Hiç fırsat kaybetmeyen GKRY Hükümet Sözcüsü Hristodulos Paşardis de, Lokmacı köprüsü krizi ile Cumhurbaşkanı Talat’ın “yetkili olmadığı”nın ortaya çıktığını iddia ederek, artık Papadopulos-Talat görüşmesinin anlamsız olacağını açıkladı. Yani Talat kendi kendini saf dışı bıraktı Kıbrıs görüşmelerinden. Zaten “Fin önerileri” de görüşülürken, Talat masada olacağına, “maçı” sarayındaki TV’den seyretmişti.
Propaganda meydanı kendisine altın tepside sunulmuş olan Paşardis, “Sn. Talat’ın tek başına karar verme olanağının ne kadar olduğunu bilmiyorum. Ancak Kıbrıs sorununda ilk ve son sözün Ankara’ya ait olduğuna inanıyor, bundan da kimsenin şüphe duyduğunu zannetmiyorum.” diyerek hem üyesi olduğu AB ülkelerine hem de dünyaya, “Kıbrıs Sorunu görüşmelerinde” muhataplarının KKTC değil, Türkiye olduğunun ve bu gerçeğin son Lokmacı Köprüsü olayı ile de ispatlandığının mesajını resmi yoldan verdi.
GKRY dün yaptığı resmi açıklama ile, Lokmacı Barikatının açılmasıyla ilgili girişimin Türk tarafına değil, kendilerine ait olduğunu ve (CB Talat tarafından plansız ve programsız olarak) yasa dışı yapılmış olan bu köprünün, gene aynı kişiler tarafından yasa dışı yöntemlerle yıkılmasının, nazik bir iyi niyet göstergesi olarak alkışlanması ve Rum tarafınca ödün verilerek ödüllendirilmesinin mümkün olmayacağını belirtti.

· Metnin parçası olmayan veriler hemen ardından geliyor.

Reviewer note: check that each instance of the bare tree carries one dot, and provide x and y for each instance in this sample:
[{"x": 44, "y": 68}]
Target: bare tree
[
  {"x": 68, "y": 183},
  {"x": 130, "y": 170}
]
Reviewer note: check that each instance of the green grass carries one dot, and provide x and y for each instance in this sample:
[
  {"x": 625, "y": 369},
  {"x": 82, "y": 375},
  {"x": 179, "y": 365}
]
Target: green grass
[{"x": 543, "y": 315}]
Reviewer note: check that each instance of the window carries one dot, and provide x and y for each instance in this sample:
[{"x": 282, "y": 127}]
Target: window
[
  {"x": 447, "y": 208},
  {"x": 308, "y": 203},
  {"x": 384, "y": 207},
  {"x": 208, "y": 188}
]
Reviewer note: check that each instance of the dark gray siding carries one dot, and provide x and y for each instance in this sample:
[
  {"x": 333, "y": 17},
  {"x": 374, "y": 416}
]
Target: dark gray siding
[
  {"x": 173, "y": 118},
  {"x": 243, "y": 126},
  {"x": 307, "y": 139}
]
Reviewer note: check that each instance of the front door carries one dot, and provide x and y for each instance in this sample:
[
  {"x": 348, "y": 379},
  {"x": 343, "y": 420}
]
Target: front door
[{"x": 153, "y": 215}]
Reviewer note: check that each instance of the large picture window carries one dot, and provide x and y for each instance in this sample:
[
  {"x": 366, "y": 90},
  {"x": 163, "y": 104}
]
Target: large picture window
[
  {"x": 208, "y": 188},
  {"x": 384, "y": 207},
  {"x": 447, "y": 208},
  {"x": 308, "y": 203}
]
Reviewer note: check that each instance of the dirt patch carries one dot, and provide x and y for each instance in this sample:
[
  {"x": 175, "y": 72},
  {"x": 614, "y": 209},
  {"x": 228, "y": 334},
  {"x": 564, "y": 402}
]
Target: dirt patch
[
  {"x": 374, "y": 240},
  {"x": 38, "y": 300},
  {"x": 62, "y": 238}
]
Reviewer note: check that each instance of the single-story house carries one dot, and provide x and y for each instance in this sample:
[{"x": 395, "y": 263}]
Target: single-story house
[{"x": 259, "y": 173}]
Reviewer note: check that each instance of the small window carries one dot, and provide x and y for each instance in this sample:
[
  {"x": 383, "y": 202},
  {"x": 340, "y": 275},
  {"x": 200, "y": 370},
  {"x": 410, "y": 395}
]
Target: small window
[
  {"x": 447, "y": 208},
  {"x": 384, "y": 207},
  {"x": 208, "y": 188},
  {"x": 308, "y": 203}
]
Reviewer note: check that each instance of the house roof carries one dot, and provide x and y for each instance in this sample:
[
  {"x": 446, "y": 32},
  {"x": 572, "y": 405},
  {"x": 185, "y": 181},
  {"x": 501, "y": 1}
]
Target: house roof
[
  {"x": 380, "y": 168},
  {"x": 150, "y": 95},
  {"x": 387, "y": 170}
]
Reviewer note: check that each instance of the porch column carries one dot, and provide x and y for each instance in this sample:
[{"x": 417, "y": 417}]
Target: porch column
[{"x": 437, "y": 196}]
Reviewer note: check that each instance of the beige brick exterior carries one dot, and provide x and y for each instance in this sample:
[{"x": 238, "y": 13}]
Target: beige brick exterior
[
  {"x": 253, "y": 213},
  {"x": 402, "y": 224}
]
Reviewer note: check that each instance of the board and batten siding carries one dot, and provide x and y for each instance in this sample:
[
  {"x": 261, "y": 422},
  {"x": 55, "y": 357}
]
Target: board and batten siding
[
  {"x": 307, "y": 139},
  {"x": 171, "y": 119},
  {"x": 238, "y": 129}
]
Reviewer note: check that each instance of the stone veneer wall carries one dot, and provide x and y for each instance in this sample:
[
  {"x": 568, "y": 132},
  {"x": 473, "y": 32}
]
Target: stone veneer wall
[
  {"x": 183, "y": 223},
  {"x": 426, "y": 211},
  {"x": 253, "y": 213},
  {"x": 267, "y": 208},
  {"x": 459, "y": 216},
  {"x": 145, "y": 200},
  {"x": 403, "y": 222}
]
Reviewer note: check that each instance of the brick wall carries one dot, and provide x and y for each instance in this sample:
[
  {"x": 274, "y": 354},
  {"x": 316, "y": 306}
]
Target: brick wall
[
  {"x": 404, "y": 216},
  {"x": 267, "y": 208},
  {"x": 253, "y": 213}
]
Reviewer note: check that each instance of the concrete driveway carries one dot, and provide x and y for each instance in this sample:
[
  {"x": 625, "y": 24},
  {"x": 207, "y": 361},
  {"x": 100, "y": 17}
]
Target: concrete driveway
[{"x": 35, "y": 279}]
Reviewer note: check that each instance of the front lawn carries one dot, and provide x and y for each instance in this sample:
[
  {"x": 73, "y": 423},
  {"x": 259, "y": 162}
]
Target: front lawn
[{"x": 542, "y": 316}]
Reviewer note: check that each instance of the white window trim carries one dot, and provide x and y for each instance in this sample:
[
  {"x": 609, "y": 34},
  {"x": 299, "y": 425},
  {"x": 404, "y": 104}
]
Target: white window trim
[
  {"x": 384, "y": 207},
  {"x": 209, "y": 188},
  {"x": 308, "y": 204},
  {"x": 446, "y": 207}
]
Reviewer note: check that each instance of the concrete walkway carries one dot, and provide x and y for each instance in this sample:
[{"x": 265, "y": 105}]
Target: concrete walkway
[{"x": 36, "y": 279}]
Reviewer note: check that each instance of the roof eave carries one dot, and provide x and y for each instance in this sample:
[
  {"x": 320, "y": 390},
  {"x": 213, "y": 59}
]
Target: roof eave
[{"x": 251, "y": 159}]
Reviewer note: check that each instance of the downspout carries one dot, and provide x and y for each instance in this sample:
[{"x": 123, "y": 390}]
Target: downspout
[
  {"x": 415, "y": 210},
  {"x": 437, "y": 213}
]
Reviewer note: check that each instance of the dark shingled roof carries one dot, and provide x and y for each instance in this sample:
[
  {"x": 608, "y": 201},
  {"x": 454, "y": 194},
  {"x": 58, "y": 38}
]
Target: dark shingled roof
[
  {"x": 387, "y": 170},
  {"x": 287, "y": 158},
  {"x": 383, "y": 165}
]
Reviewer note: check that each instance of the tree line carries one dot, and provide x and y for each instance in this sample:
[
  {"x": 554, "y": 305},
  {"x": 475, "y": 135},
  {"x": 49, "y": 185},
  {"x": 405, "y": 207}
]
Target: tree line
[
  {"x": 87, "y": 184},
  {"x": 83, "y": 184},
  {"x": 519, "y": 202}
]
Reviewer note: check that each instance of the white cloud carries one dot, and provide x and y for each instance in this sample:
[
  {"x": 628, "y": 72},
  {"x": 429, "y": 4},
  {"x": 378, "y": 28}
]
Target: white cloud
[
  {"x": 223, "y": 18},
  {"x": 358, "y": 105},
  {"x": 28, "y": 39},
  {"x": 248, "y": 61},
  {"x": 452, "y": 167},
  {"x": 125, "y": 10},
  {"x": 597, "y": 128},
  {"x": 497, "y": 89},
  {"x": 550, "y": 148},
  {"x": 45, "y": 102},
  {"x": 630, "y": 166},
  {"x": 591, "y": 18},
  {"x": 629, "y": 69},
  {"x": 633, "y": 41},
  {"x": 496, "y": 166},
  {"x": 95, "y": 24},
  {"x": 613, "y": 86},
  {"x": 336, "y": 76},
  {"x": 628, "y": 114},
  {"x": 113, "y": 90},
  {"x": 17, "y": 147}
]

Bu köprüyü, Rumları oldu bittiye getirmek veya bir adım önde olmak hayalini gerçekleştirmek için inşa etmekle ve sonra da işler çıkmaza girip, Rumların istekleri ve dirençleri önünde baş eğip köprüyü yıkmakla ne elde ettik.
Büyük bir “HİÇ”, prestij kaybı ve “Kıbrıs Görüşmelerinden” dışlanmak.
Şimdiki tezgah ve son adım, 1983 Anayasasının “Geçici 10.cu Maddesi”ni yani Ateş Kes’in halen devam ettiği günümüzde KTBK ve GKK’nin yetkilerini halka sormadan ve halkın görüşünü almadan Meclise getirerek tadil etmek, tırpanlamak veya kaldırmak.
Yaz aylarında yapay olarak çıkarılan politik krizin amacının ne olduğu şimdi çıktı ortaya. Çıkarılan kriz sonucunda yeni kurulacak partiye, CTP’nin oyları ile birlikte KKTC Meclisinde Anayasayı değiştirmek için gerekli olan 34 oyu sağlayacak 9 Milletvekilinin transferini gerçekleştirmek.